6. **Up the stack:**
```
docker compose -f docker-compose.prod.yml --env-file .env up -d
```
7. **Verify** the three containers report healthy and `https://<customer-host>/health/ready` returns `Healthy`.
---
## Security notes
### What's protected by default
- **ASP.NET Core Identity** with lockout (5 failed attempts → 15 min) and strong password requirements (8+ chars, upper + lower + digit).
- **Cookies are HttpOnly + SameSite=Lax + Secure in prod**, scoped to the portal subdomain.
- **Admin-only endpoints** are gated by an `AdminOnly` policy (`RequireRole("Admin")`). Confirmed at backend; nav hidden on frontend.
- **Cannot delete your own account** — backend block, not just UI.
- **`GET /api/admin/config-overview`** is admin-only; the DTO never includes the connection string or any password. Redaction by construction, not filtering.
- **Branding logo upload** rejects files >2 MB and extensions outside `{png, jpg, jpeg, svg, webp}`.
- **Anti-forgery is left on by default** on cookie-authenticated endpoints; the logo upload explicitly opts out (multipart needs it disabled). Other admin endpoints accept JSON over `same-site Lax` cookies, which is CSRF-safe for state-changing same-origin SPA requests.
- **Security headers** (`X-Content-Type-Options`, `X-Frame-Options: SAMEORIGIN`, `Referrer-Policy: strict-origin-when-cross-origin`) on every response. HSTS in prod.
### Production refuse-to-start guards
- App refuses to start in `Production` if `Authentication:DefaultAdminPassword` is still `ChangeMe123!`.
- App refuses to start in `Production` if `Database:AutoProvisionLocalTimescaleDb=true` (you must supply an explicit connection string).
- App refuses to start if no connection string can be resolved at all.
### Grafana embedding — three production auth options
The dev compose runs Grafana with anonymous Viewer (safe on `localhost`). The prod compose has anonymous **off** and leaves the auth mode unset on purpose — pick one before publishing:
| Option | What it does | Trade-off |
|---|---|---|
| **(a) Traefik `forwardAuth`** | Traefik middleware calls a portal `/api/auth/check` endpoint on every Grafana request; portal cookie required, else 401 | Zero changes to Grafana. Best when "any portal user = same dashboards." |
| **(b) Grafana `auth.proxy`** | `GF_AUTH_PROXY_ENABLED=true`; trust an `X-WEBAUTH-USER` header set by Traefik | Maps portal user → Grafana user, gets per-user folders/perms. Sanitise the header — never let a client set it directly. |
| **(c) Service-account API key + render tokens** | Portal mints short-lived render tokens; SPA embeds via `?auth_token=...` | Most moving parts. Right when dashboards are stitched into custom UI per-panel rather than full Grafana. |
Until one is wired, prod-mode Grafana refuses anonymous access and the iframe shows a login page — the intended safe default.
### Other considerations
- Same-origin embed (prod path-prefix routing through Traefik) sidesteps third-party-cookie blockers that increasingly break cross-origin Grafana iframes.

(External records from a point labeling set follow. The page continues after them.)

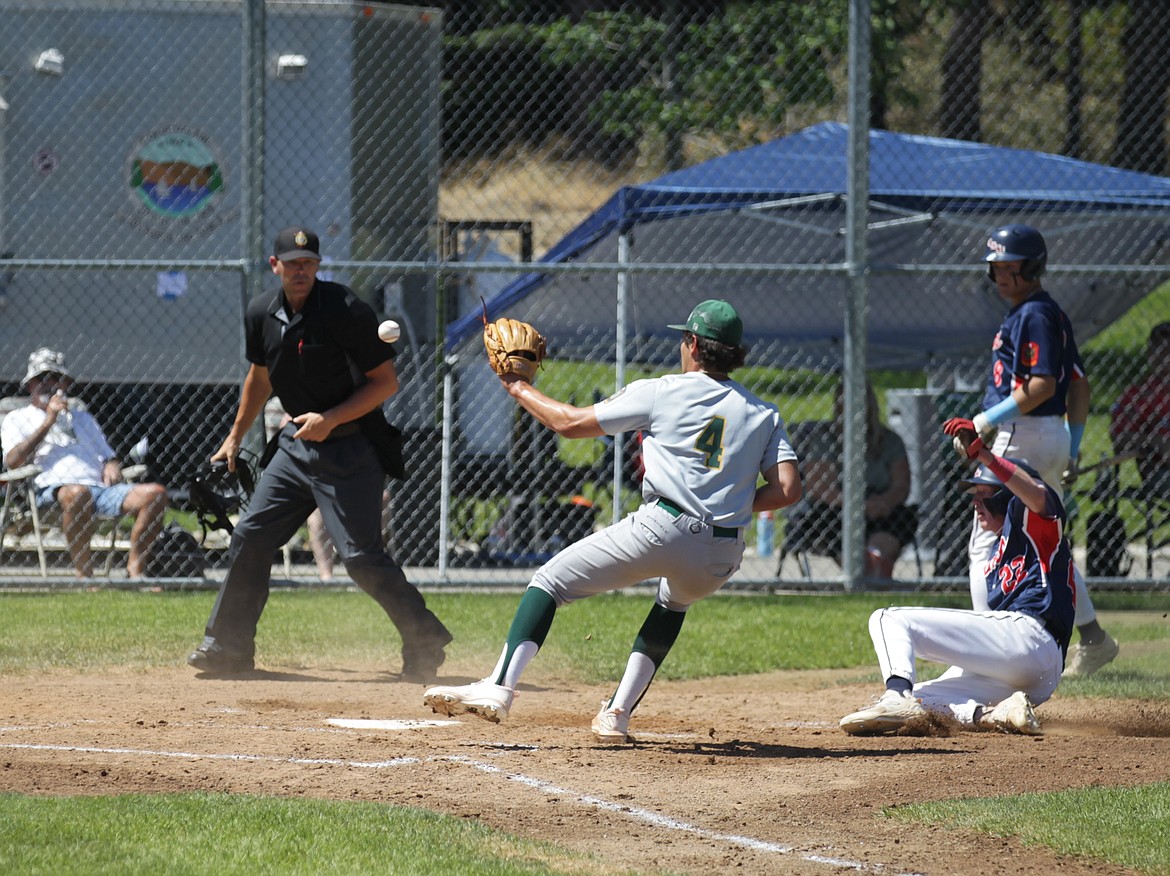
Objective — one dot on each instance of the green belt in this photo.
(675, 511)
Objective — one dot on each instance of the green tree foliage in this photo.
(736, 74)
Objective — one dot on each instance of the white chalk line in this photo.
(541, 785)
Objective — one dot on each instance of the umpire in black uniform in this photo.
(315, 344)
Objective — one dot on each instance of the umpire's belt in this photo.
(344, 430)
(675, 511)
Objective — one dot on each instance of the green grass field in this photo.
(173, 834)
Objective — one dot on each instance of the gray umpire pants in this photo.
(343, 478)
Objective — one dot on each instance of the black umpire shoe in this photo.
(218, 663)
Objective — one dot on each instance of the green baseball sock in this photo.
(654, 640)
(529, 629)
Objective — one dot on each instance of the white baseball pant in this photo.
(690, 560)
(990, 655)
(1043, 443)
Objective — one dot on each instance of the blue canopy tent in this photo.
(772, 218)
(931, 202)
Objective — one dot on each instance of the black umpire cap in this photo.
(296, 242)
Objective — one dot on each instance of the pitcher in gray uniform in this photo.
(708, 441)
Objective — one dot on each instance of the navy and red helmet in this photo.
(997, 502)
(1017, 243)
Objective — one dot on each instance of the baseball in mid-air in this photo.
(390, 331)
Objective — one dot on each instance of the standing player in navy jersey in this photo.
(1002, 660)
(1037, 379)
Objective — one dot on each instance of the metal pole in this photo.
(448, 395)
(855, 259)
(252, 171)
(619, 372)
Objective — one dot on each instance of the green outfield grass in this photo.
(733, 634)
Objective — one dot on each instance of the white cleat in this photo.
(483, 699)
(1013, 715)
(888, 712)
(612, 725)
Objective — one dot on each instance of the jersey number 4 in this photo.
(710, 442)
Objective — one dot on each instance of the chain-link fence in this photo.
(648, 156)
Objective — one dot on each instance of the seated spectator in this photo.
(889, 523)
(1141, 415)
(80, 470)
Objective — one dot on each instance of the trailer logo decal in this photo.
(176, 179)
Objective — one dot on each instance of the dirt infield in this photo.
(745, 773)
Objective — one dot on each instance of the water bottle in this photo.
(765, 530)
(64, 420)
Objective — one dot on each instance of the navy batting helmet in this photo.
(1017, 243)
(997, 502)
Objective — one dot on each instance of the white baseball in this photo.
(390, 331)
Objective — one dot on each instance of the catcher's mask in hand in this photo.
(214, 492)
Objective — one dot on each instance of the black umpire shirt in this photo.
(318, 357)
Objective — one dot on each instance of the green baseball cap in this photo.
(716, 321)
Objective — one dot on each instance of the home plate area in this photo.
(749, 773)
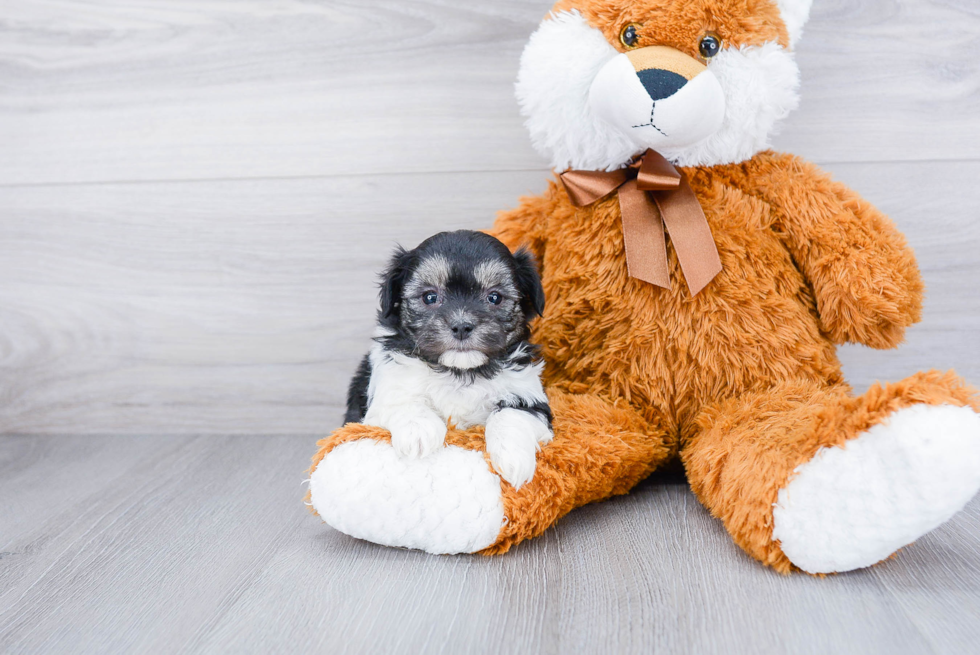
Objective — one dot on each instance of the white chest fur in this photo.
(398, 380)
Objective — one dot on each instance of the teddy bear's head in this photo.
(703, 82)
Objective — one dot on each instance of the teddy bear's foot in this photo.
(447, 502)
(854, 505)
(806, 476)
(451, 501)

- Provisioned datasource is `editable: false` — admins cannot accidentally rewire Grafana from its UI.
- Default password complexity is tunable in `Program.cs``IdentityOptions`. Lockout is tunable in the same block.
- **TimescaleDB licensing** — we use Apache-licensed `timescale/timescaledb:*-pg16`. Stay on community features (hypertables, continuous aggregates) if you ever sell this as managed DBaaS.
---
## Testing
Backend unit tests under `tests/Tau.Acuvim.Portal.Tests/` cover cost calculation, rate validation, connection-string resolution, day-of-week math:
```powershell
cd C:\AcuvimDev\Tau.Acuvim\portal\tests\Tau.Acuvim.Portal.Tests
dotnet test
```
See [TESTING.md](./TESTING.md) for the full manual integration scenario, frontend test scaffolding recipe, and edge-case checklist.
---
## Operations
For per-customer provisioning, secret rotation, backups, and health monitoring see [OPERATIONS.md](./OPERATIONS.md).